Here is a short and true story that may help illustrate how to think differently about HSAs. Last summer, I took my children to an amusement park — one of these places where once you are in the gates, all the rides and the water park are free. Since my older kids wanted to go off on their own, I gave the three of them $40 each for the day, and told them that’s all their money for the day at the park — for food and everything they want to spend it on – games, the arcade, hats, t-shirts, the works.
Three and half hours later, I was asked “Dad, do you have any more money?”
“What happened to the money I gave you?” (They were standing their empty handed, no large stuffed animals, no new hats or t-shirts.) Well, the telescope that took quarters ate about $10, then they played a bunch of games to win prizes, and the arcade and food took the rest.
“No, I have no more money,” I told them. (We then went to the water park, where I thought they would not miss having no money, as much.)
During the summer, their cousins visited and another road trip to the amusement park was on the agenda. This time after handing out the cash, I told my kids and their cousins, “Here is your money for the day. What you don’t spend you can keep.”
Curious behavior followed: some of them ordered water for lunch; some skipped lunch and had an ice cream cone. I actually heard my daughter argue with a clerk about whether she was given the right change. Games for prizes were out, so was the arcade and anything in the souvenir shop.
They wanted some candy for the ride home, and so they bought tootsie rolls, the least expensive candy they could buy. Some discrete inquiries discovered the fact that most of my children and their cousins had saved about 40% of the $40 given to them.

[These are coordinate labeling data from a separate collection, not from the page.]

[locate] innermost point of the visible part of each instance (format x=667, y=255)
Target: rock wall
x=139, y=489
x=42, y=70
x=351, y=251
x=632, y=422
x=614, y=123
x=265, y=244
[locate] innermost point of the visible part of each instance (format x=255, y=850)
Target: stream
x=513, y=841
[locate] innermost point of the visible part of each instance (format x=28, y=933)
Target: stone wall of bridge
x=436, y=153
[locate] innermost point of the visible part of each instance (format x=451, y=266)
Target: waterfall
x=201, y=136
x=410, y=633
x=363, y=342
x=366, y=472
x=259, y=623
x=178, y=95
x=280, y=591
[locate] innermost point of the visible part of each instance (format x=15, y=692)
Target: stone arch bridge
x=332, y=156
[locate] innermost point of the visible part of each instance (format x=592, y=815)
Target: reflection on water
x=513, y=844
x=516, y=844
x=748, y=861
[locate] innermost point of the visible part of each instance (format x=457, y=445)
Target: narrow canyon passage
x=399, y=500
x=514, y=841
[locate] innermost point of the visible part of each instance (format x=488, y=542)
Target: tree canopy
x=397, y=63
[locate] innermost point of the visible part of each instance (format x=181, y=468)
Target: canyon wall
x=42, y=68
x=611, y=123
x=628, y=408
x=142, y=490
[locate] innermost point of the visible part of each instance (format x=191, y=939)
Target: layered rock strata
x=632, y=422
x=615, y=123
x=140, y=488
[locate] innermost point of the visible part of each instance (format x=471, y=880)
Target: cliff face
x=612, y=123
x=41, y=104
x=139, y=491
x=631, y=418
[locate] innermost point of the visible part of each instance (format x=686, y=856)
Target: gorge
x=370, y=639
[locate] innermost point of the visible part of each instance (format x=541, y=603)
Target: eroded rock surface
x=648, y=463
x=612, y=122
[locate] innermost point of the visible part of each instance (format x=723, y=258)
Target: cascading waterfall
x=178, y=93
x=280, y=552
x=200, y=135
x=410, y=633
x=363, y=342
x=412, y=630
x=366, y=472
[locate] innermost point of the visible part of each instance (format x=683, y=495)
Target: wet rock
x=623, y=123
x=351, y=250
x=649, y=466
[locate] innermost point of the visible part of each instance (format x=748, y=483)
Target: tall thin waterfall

So, if you give employees cash, and tell them you can only spend that money on health care and on nothing else (as is the case with an HRA or an FSA) – that is exactly what they will do. It is not their money. The only way they can get value from it is to spend it. So they will spend all of it. Especially since they cannot take it with them when they leave their job, unlike an HSA, where the money goes with the employee.
It is rational economic behavior – I can only spend money on this – so I will.
But because the money in a Health Savings Account is the employees, they will treat that money the same way my children treated the money that I gave them to spend or keep, their choice.
I did not hear, “Dad, can I have some more money?”
Instead, after handing out the cash I had happily shocked children and cousins who thought this was great. (Cash in hand does change attitudes.)
As an employer offering health insurance, you are giving that cash to an insurance company. You can lower those cash payments and give most of the difference to your employees as a deposit into their health savings account. They would have the cash on hand, and their attitude will change. But now, instead, of doing that, most employers are writing huge checks to an insurance company in the form of ever-increasing premiums.
For employers that fund the account, what you are really funding, is an incentive for the employee not to purchase health care services in a reckless, who-cares-I’m-not-paying manner. For taxpayers who are accessing a government funded benefit, the I’m-not-paying-it’s-on-the-government-tab attitude is even worse.